Video S2: Example of SST IN imaging, Related to Figure 2
Ca2+ imaging of SST INs taken from 2 animals. Imaging was taken during pre-training running. Activity is shown during baseline (treadmill is turned off and the animal is stationary) and during forced running (treadmill is turned on). Scale bar depicts 20μm.
Video S3: Example of spine imaging, Related to Figure 6
Ca2+ imaging of 2 apical tuft dendrites of L2/3 pyramidal neurons. Imaging was taken during pre-training running. Video displays the original images taken without any post-hoc processing (e.g. turbureg). For each dendrite activity is shown during baseline (treadmill is turned off and the animal is stationary) and during forced running (treadmill is turned on). For each dendrite the activities of the shaft and a few of the spines are depicted at the end of the video. Scale bar depicts 10μm.

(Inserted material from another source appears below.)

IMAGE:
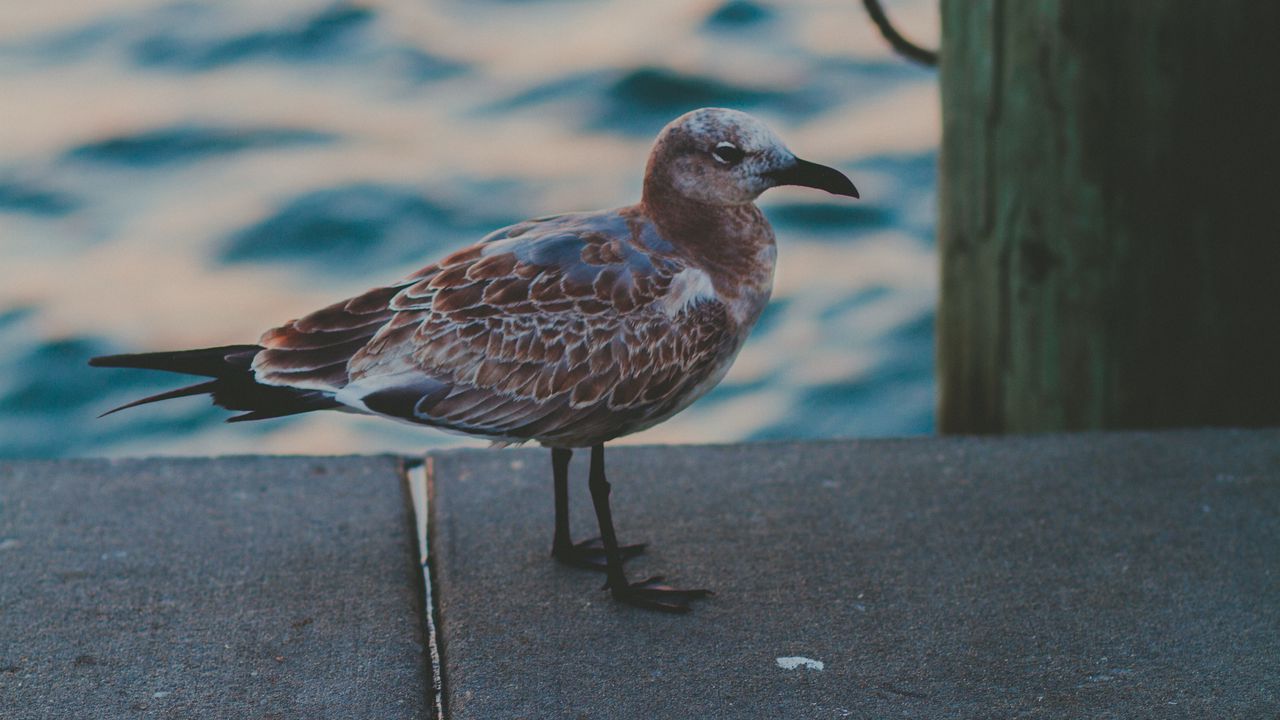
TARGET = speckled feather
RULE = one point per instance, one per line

Data Availability Statement
Code availability.
All of the analysis described above was performed using toolboxes and custom code in Matlab. All of the custom codes used for analysis are available from the authors upon request.
Data availability.
All of the data described in this manuscript is available from the authors upon request.
All of the data described in this manuscript is available from the authors upon request.